No fim do mês, o mercado fecha e Aida vai deixar de vender sandes de leitão. Também vai deixar de vender bicas a 55 cêntimos e bifanas com imperial às 10h30, como aconteceu algumas vezes durante a conversa com o Observador esta segunda-feira. “O resumo disto? É o fim”, atira por trás do balcão azul, a cor que marcou o topo norte da Praça de Espanha, junto ao IPO, durante mais de 30 anos. Chegou a haver mais de 200 espaços comerciais aqui abertos, agora restam 69 comerciantes desapontados e sem vontade de falar com jornalistas. “Nós mandámos mails para virem e não vieram. Agora é tarde”, comenta um vendedor que, à semelhança de muitos outros, não quer ser identificado.

A ideia de fechar este mercado já não é nova, mas a confirmação formal chegou só no início de setembro, quando a Câmara Municipal de Lisboa aprovou o pagamento de 820 mil euros em indemnizações aos comerciantes. Até ao final do dia 30 de setembro, todos eles têm de fechar portas e limpar as bancas de quaisquer vestígios da passagem por ali. Segundo Aida, que se apresenta como a mais antiga vendedora da praça, a intenção da câmara é vedar todo o espaço logo no primeiro dia de outubro. Depois, o futuro da zona já está escrito: nas palavras de Fernando Medina, presidente da autarquia, a ideia é criar “uma praça pública de qualidade”.

À semelhança de zonas como o Largo do Rato, a Praça de Espanha é uma das mais malfadadas áreas de Lisboa, dominada pelo trânsito automóvel, onde a circulação e usufruto de peões é inexistente.
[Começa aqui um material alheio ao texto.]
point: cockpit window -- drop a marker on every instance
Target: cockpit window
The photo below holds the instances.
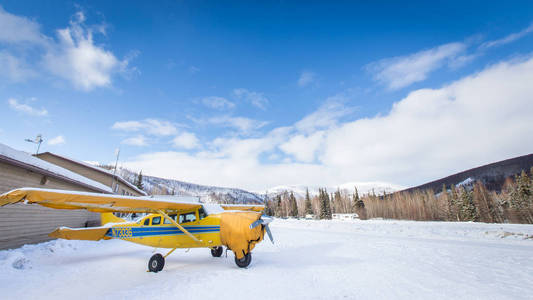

Por esse motivo, a praça já foi alvo de inúmeros projetos, o último dos quais, já pensado pelo menos desde 2012, prevê a eliminação de diversas faixas de rodagem e o aumento das zonas verdes. Por outro lado, e ao abrigo de uma permuta feita recentemente entre a autarquia e o Montepio e a companhia de seguros Lusitânia, estas instituições deverão construir as novas sedes naquele espaço.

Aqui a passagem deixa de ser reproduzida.